The code evaluates two major hypotheses:
- The Forward Proportion Hypothesis: Semantic behavior is conditioned on the activation trajectory rather than solely the current state.
- The Dynamic Computational Pathway Hypothesis: Meaning emerges dynamically through context-sensitive interaction topologies between attention heads.
Our findings falsify the dynamic rewiring of attention heads and instead support the Combinatorial Recruitment Model—where fixed-behavior attention heads communicate indirectly via a shared residual stream, and contextual semantics emerge from the combinatorial selection of active components. Furthermore, we isolate a 27.3% irreducible variance in output divergence that cannot be explained by single-position state similarity, pointing to limits in state-based semantic prediction.
-
Co-Activation Communities: Attention heads form strong, stable communities (Modularity
$Q=0.536$ ) that distinctly separate symbolic tasks (coding/math) from natural language. - Topology Predicts Semantics: Interaction graph topology carries independent predictive power, improving semantic category prediction to 91.7% (vs 88.3% using activation magnitude alone).
-
No Dynamic Rewiring: Individual heads do not dynamically rewire across contexts (similarity ratio
$\approx 1.002$ ). They exhibit stereotyped, rigid interaction patterns. - Direct Pathways are Insignificant: Targeted disruption of direct head-to-head attention yields only 3.5% of the effect of full pair ablation.
- The 27.3% Mystery: Even using unembedding-projected distance metrics, 27.3% of the semantic divergence between convergent prompt trajectories remains unpredictable from single-position similarity, highlighting the complex nature of distributed, cross-position nonlinear processing.
The research pipeline is divided into multi-phase iterations. The code is modular and built on top of TransformerLens.
code/phase0_setup.py: Core utility functions, GPT-2-small loading, logger initialization, and metric definitions (Cosine, KL Divergence, Logit Lens).

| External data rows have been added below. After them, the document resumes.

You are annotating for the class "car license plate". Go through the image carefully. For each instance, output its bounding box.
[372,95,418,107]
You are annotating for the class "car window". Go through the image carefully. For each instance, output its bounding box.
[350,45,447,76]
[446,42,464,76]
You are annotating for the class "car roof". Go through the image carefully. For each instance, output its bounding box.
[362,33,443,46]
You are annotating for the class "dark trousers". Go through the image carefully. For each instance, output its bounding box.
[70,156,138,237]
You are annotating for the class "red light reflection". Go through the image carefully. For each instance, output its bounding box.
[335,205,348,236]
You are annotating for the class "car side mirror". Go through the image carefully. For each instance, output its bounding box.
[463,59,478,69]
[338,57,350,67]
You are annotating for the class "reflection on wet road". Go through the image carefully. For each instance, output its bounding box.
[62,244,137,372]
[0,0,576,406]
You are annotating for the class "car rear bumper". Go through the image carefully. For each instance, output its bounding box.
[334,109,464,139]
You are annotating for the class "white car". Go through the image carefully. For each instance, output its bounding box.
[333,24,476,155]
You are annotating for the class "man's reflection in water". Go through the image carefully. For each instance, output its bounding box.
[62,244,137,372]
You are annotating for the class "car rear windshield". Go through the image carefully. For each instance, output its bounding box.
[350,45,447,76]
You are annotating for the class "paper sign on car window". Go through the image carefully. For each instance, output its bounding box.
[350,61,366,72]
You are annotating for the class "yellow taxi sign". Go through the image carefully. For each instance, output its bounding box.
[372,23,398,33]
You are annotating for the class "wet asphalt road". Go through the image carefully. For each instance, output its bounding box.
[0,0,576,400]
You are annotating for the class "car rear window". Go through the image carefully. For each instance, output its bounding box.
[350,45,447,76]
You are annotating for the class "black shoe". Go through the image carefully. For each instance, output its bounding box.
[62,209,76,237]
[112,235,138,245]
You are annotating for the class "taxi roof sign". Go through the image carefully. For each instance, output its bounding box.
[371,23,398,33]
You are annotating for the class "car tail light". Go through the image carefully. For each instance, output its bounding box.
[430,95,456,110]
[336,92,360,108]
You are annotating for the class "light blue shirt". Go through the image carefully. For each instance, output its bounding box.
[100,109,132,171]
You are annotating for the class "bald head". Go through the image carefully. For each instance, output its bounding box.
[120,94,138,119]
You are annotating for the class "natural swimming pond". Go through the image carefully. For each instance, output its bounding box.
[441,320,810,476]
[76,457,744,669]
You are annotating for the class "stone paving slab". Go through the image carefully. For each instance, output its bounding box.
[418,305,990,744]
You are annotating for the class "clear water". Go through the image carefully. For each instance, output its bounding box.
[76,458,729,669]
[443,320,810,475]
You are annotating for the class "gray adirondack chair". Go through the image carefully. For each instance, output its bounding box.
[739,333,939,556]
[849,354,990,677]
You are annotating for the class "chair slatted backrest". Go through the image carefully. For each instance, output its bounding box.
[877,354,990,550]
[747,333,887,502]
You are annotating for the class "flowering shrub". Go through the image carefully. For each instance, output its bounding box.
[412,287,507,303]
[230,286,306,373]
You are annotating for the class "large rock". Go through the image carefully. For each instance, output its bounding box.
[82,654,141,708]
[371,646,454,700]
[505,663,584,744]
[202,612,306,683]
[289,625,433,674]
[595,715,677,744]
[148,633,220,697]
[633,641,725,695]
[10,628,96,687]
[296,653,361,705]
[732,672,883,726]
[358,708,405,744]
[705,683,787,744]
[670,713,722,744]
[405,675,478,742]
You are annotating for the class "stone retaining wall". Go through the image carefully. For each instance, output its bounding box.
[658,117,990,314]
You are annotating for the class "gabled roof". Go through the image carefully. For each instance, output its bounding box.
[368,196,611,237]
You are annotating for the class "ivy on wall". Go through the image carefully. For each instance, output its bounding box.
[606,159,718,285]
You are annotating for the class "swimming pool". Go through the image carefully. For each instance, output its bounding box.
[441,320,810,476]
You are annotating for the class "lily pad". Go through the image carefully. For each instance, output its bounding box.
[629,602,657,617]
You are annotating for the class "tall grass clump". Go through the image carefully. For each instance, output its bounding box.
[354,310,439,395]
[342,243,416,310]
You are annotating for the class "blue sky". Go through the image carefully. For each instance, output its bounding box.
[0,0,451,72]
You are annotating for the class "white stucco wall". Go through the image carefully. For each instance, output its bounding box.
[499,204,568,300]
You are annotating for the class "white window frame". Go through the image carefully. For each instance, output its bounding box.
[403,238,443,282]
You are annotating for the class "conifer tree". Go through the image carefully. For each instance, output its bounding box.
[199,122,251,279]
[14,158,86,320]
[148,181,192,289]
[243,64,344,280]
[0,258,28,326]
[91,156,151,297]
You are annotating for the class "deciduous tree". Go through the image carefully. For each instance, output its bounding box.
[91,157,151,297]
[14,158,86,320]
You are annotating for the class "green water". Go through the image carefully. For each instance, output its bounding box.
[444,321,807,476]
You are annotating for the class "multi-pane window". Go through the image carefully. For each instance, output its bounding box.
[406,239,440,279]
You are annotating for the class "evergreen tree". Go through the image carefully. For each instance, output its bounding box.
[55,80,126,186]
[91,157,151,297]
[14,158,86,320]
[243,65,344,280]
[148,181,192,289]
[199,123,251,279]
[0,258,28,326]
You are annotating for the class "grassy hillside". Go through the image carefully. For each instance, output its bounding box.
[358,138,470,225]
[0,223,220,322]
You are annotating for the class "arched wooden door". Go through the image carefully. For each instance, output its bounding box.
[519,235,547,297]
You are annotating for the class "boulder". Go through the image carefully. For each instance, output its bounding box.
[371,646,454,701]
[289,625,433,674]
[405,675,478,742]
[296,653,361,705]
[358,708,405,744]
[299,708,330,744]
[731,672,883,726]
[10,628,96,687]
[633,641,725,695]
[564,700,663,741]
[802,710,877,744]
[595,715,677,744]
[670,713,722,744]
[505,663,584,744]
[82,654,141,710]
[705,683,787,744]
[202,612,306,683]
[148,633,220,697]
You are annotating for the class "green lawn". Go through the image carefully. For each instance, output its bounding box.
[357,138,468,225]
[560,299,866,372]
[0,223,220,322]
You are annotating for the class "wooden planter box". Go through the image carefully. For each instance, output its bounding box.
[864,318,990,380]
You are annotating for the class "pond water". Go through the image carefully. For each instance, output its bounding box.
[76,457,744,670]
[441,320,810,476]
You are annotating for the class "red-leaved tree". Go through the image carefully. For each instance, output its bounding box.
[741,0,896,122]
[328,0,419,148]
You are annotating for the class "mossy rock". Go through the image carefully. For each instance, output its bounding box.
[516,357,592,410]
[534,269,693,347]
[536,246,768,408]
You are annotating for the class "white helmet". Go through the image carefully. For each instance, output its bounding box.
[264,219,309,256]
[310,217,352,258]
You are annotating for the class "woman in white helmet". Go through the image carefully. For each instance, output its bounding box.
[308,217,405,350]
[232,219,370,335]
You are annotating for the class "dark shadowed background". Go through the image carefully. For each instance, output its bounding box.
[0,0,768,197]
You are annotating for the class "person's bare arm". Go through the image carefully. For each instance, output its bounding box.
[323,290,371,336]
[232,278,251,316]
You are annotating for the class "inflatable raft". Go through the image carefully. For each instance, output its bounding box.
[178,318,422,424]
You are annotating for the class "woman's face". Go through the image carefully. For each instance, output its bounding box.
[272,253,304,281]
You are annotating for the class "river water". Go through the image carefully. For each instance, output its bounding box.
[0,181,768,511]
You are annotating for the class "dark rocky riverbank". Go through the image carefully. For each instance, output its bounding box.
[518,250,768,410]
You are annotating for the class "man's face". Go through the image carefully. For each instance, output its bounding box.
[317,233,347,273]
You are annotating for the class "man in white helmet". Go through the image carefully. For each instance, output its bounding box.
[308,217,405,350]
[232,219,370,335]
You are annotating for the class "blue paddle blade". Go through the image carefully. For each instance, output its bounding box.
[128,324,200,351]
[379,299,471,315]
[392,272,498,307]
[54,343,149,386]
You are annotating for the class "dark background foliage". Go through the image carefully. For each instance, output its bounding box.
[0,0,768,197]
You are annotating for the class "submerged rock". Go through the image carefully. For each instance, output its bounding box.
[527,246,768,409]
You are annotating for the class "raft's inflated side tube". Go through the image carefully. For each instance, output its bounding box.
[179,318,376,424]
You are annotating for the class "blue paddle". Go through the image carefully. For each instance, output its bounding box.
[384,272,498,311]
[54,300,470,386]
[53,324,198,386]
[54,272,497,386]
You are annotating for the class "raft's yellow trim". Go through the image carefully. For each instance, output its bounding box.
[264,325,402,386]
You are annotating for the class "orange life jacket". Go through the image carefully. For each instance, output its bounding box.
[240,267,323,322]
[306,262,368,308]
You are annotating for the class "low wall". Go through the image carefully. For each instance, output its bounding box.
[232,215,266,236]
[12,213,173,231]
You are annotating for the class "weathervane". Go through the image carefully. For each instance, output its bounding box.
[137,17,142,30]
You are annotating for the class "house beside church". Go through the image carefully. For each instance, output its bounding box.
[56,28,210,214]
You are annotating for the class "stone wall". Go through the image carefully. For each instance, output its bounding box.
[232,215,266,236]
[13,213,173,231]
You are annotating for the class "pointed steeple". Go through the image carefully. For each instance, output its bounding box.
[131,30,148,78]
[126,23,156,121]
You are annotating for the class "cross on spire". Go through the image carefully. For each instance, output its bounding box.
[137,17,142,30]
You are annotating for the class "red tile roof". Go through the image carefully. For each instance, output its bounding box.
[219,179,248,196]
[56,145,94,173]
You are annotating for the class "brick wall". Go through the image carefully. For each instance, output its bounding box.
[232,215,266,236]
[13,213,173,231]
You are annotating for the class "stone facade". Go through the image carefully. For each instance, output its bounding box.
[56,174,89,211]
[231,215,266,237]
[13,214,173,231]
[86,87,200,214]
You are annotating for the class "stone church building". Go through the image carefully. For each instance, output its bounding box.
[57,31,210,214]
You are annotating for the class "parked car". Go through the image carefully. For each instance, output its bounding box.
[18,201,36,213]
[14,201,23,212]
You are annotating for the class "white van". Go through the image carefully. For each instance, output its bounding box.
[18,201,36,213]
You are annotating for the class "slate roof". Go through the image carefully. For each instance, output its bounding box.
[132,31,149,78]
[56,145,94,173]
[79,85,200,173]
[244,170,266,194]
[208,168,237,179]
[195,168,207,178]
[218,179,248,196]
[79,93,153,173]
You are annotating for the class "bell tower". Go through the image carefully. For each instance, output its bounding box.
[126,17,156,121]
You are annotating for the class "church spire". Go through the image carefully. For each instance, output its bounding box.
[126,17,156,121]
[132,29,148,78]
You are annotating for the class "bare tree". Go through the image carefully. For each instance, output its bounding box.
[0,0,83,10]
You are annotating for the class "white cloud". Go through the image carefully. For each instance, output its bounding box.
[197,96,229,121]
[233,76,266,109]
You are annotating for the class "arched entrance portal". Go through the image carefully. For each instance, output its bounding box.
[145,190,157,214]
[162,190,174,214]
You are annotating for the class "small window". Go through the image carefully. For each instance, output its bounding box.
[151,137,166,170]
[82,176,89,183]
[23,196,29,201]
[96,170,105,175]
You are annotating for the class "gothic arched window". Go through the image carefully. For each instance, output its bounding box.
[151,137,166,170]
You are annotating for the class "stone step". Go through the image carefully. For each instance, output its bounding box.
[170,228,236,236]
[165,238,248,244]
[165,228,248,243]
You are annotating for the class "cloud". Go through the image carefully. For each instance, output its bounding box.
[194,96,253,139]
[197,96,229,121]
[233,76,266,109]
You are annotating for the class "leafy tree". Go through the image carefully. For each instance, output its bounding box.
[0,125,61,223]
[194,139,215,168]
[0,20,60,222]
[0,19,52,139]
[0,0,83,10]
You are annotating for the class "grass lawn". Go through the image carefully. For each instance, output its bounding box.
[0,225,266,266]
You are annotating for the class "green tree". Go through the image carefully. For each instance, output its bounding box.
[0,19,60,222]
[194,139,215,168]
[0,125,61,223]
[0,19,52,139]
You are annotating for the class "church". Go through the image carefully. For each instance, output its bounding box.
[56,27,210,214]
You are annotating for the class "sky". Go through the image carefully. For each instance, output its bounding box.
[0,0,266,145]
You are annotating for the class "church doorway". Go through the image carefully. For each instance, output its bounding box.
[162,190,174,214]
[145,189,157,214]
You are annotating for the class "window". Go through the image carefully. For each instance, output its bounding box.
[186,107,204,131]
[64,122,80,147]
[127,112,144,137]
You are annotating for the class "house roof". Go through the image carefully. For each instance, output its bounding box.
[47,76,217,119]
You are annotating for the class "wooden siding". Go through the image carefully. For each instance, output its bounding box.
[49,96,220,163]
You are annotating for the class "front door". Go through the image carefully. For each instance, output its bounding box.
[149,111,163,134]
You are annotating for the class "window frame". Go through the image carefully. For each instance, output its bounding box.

code/iter1_...: Scripts handling the initial dataset creation, activation fingerprinting, community detection (Louvain), activation patching for the Forward Proportion test, and the falsification of Semantic Rings.
-
code/iter2_phase1_interaction_graphs.py: Constructs$144 \times 144$ interaction matrices based on attention-weighted upstream activations. -
code/iter2_phase2_pathway_prediction.py: Trains Logistic Regression classifiers (with 5-fold CV) comparing Activation Magnitude vs Interaction Topology. -
code/iter2_phase3_context_sensitivity.py: Tests whether target heads alter their interaction topologies based on the semantic context. -
code/iter2_phase4_pathway_perturbation.py: Performs causal interventions (Pair Ablation vs Pathway Disruption) to test the causal necessity of direct A$\rightarrow$ B circuits.
-
code/the_final_answer.py(The 42% Experiment): The definitive test resolving the unexplained variance. Compares Baseline Cosine, Post-LayerNorm Cosine, and Unembed-projected distance, and performs SVD directional decomposition of$W_U$ .
-
Clone the repository:
git clone https://github.com/yourusername/forward-proportion.git cd forward-proportion -
Install dependencies: This project requires Python 3.8+ and PyTorch.
pip install torch transformer-lens networkx scikit-learn scipy community-louvain matplotlib
-
Running the experiments: The codebase was originally designed for execution in Google Colab (T4 GPU recommended). You can run the scripts sequentially in a Jupyter Notebook environment or directly via Python:
python code/phase0_setup.py python code/iter2_phase1_interaction_graphs.py # ...
The full theoretical framework, mathematical formulations, and detailed analysis can be found in the accompanying LaTeX manuscript located in Iteration One/research_paper.tex.
(Placeholder for Zenodo / arXiv link once published)
This project is open-sourced under the MIT License. See the LICENSE file for details.